LORCA QUE TE QUERO LORCA

EL POETA PIDE A SU AMOR QUE LE ESCRIBA

Amor de mis entrañas, viva muerte,
en vano espero tu palabra escrita
y pienso, con la flor que se marchita,
que si vivo sin mí quiero perderte.

El aire es inmortal. La piedra inerte
ni conoce la sombra ni la evita.
Corazón interior no necesita
la miel helada que la luna vierte.

Pero yo te sufrí.

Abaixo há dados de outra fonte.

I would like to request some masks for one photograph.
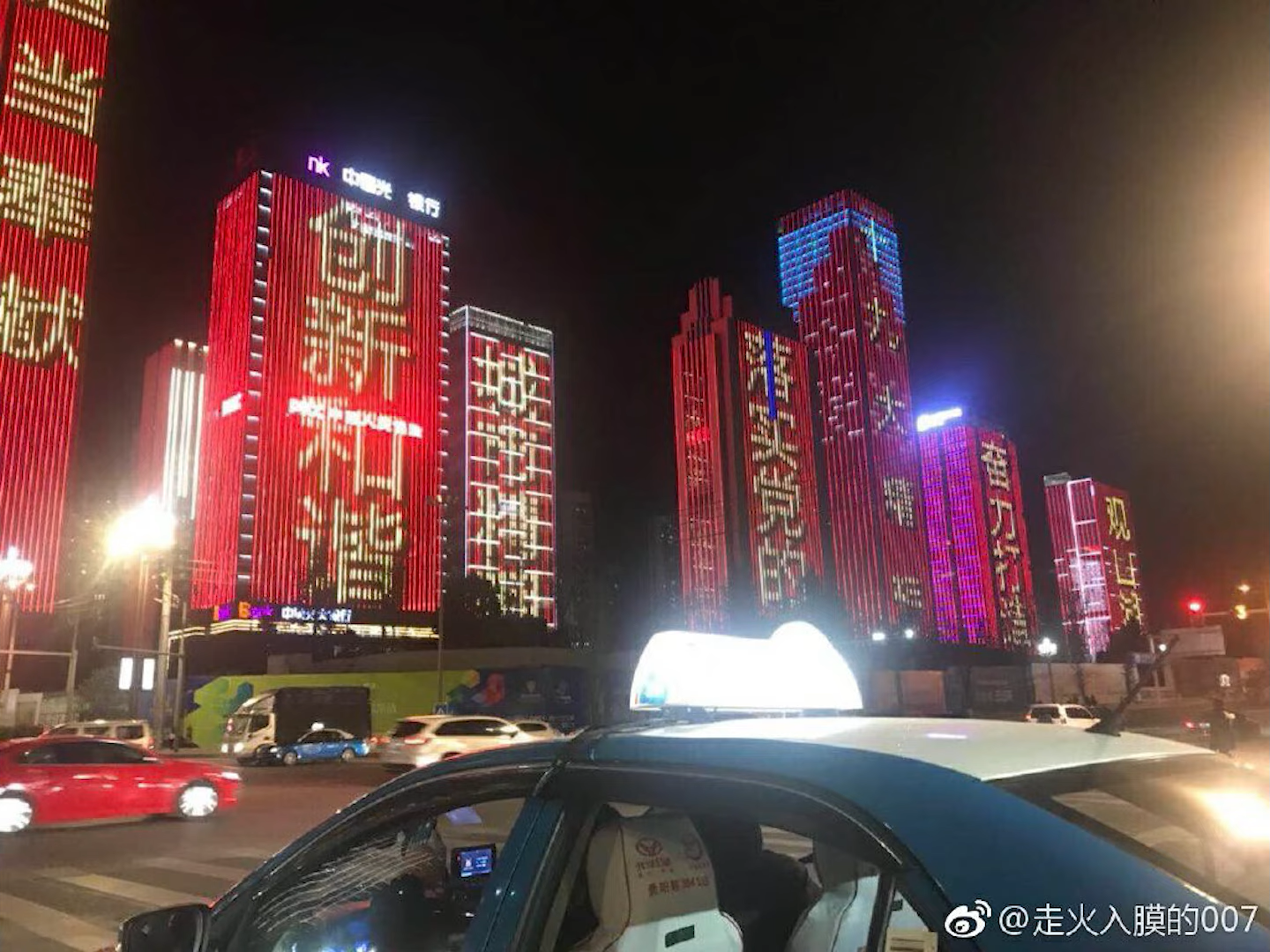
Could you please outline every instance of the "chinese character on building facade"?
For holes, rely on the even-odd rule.
[[[992,545],[997,616],[1006,640],[1022,641],[1027,638],[1027,609],[1022,592],[1022,546],[1012,498],[1010,453],[991,437],[982,440],[979,449],[988,494],[988,538]]]
[[[338,202],[312,218],[310,230],[318,235],[320,286],[304,314],[301,373],[315,387],[347,399],[391,404],[401,362],[413,357],[404,228]],[[418,426],[377,410],[293,404],[311,434],[296,457],[296,472],[309,490],[296,537],[309,545],[310,561],[323,576],[312,581],[329,585],[339,602],[381,600],[392,589],[405,547],[404,440],[417,438]]]

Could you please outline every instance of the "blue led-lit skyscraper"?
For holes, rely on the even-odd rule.
[[[836,192],[777,225],[781,300],[817,378],[834,583],[856,633],[931,630],[921,462],[890,213]]]

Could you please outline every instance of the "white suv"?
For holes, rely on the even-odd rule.
[[[108,737],[154,751],[155,737],[145,721],[70,721],[46,731],[53,737]]]
[[[1099,718],[1081,704],[1033,704],[1024,717],[1027,724],[1062,724],[1064,727],[1092,727]]]
[[[396,722],[380,746],[380,763],[390,770],[427,767],[462,754],[493,750],[530,739],[502,717],[420,715]]]

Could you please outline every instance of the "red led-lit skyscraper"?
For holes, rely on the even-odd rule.
[[[0,550],[52,611],[79,395],[105,0],[0,0]]]
[[[434,612],[448,240],[415,194],[309,170],[217,209],[193,603]]]
[[[556,623],[555,391],[551,331],[480,307],[450,320],[451,413],[462,443],[452,548],[462,574],[489,580],[503,611]],[[456,500],[458,503],[460,500]],[[455,524],[455,523],[452,523]]]
[[[921,462],[890,215],[836,192],[777,226],[781,301],[815,374],[834,585],[856,635],[931,628]]]
[[[169,341],[146,359],[141,390],[137,495],[157,496],[182,520],[193,520],[198,500],[206,362],[206,344]]]
[[[1045,477],[1045,509],[1063,635],[1095,658],[1125,625],[1147,625],[1129,495],[1060,472]]]
[[[935,631],[941,641],[1024,646],[1036,604],[1015,444],[997,426],[942,416],[917,418]]]
[[[671,347],[683,604],[696,628],[796,603],[823,574],[806,353],[688,292]]]

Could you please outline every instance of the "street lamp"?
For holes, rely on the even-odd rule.
[[[18,600],[14,595],[19,589],[33,588],[30,576],[34,571],[34,564],[23,559],[17,546],[9,546],[9,552],[0,559],[0,632],[5,636],[4,688],[0,694],[9,691],[13,680],[13,652],[18,646]]]
[[[1045,659],[1045,673],[1049,675],[1049,701],[1054,703],[1058,701],[1054,691],[1054,655],[1058,654],[1058,644],[1046,636],[1036,645],[1036,654]]]
[[[156,496],[150,496],[138,506],[119,515],[107,533],[105,551],[112,560],[137,557],[137,604],[141,611],[137,623],[145,623],[145,593],[150,584],[150,561],[163,557],[177,545],[177,517],[164,509]],[[163,574],[163,602],[159,609],[159,650],[156,654],[155,694],[151,711],[155,734],[163,737],[168,694],[168,628],[171,623],[171,566]],[[147,652],[149,654],[149,652]]]

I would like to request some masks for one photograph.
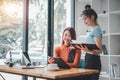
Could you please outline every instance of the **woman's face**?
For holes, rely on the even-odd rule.
[[[65,45],[69,45],[71,42],[71,34],[69,30],[66,30],[63,34],[63,41]]]
[[[85,15],[82,15],[82,19],[87,26],[91,26],[91,24],[93,22],[92,17],[90,18],[90,17],[87,17]]]

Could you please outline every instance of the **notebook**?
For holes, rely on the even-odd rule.
[[[71,45],[75,47],[75,45],[82,45],[86,46],[89,50],[100,50],[96,44],[90,44],[90,43],[78,43],[78,42],[71,42]],[[75,47],[76,48],[76,47]],[[76,48],[78,49],[78,48]]]

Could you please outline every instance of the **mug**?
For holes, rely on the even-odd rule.
[[[48,64],[47,69],[48,70],[57,70],[57,69],[59,69],[59,67],[57,64],[54,63],[54,64]]]

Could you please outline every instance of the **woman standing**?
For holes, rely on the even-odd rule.
[[[90,5],[85,6],[85,10],[82,12],[81,17],[84,23],[91,28],[91,31],[86,35],[85,43],[96,44],[100,50],[89,50],[86,46],[76,46],[84,52],[85,55],[85,68],[96,69],[99,73],[90,75],[85,80],[99,80],[99,74],[101,71],[100,53],[102,53],[102,30],[97,23],[97,13],[91,9]]]

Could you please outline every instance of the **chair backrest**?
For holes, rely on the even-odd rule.
[[[85,59],[80,59],[79,68],[85,68]]]

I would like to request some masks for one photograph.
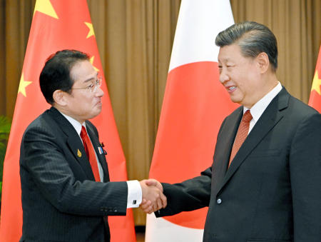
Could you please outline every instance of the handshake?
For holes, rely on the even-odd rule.
[[[142,180],[139,182],[143,193],[140,208],[147,213],[165,208],[167,198],[163,193],[163,186],[155,179]]]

Rasgué mis venas,
tigre y paloma, sobre tu cintura
en duelo de mordiscos y azucenas.

Llena pues de palabras mi locura
o déjame vivir en mi serena
noche del alma para siempre oscura.

Federico Garcia Lorca



Lorca ao piano acompanhando sua grande amiga Argentinita
Há 12 anos atrás fui passear na Espanha. E eis que cheguei em Madri em pleno verão, mas fazia um frio daqueles (efeito do El Nino) e eu não havia levado roupas de inverno e não havia roupas de inverno para se comprar nas lojas da cidade. Nas vitrines e prateleiras, só biquines, shorts, mini-saias, vestidinhos frugais... A sorte é que meu esposo estava no Brasil e iria embarcar em uma semana para me encontrar e me prometeu levar casacos, meias, cachecóis etc. O que fazer até ele chegar?  Ler. Ler no calor do quarto do hotel!  Ler em espanhol para aprender um pouco a língua pois iríamos viajar por um mês pelo país. Não sabíamos por onde... Nomadismo. Ciganismo.

"...yo ya no soy yo,
ni mi casa es ya mi casa."

Numa suntuosa livraria ao lado do hotel, comprei vários livros: Borges, Bioy Casares, Ortega y Gasset, Federico Garcia Lorca. Comecei pelo Lorca mesmo porque a Espanha comemorava 100 anos do seu nascimento. Então, havia várias reedições da obra dele, livros baratos, de bolso. Eu achava Lorca um poeta difícil, mas decidi encarar e fui encarando, e gostando, e gostando, e gostando. Adorei a poesia de Lorca. E comprei mais livros de Lorca e também um guia turístico de Granada, a cidade de Lorca. Decidi que queria conhecer Granada e a Andaluzia. Durante toda a viagem por Castela, Andaluzia e Barcelona, só dava Lorca na minha cabeça. Andava de braços dados com o Lorca por todos os lugares. E de lá para cá tem sido assim.  Venho conhecendo a sua obra e a história da sua vida. Uma super obra, um além-homem.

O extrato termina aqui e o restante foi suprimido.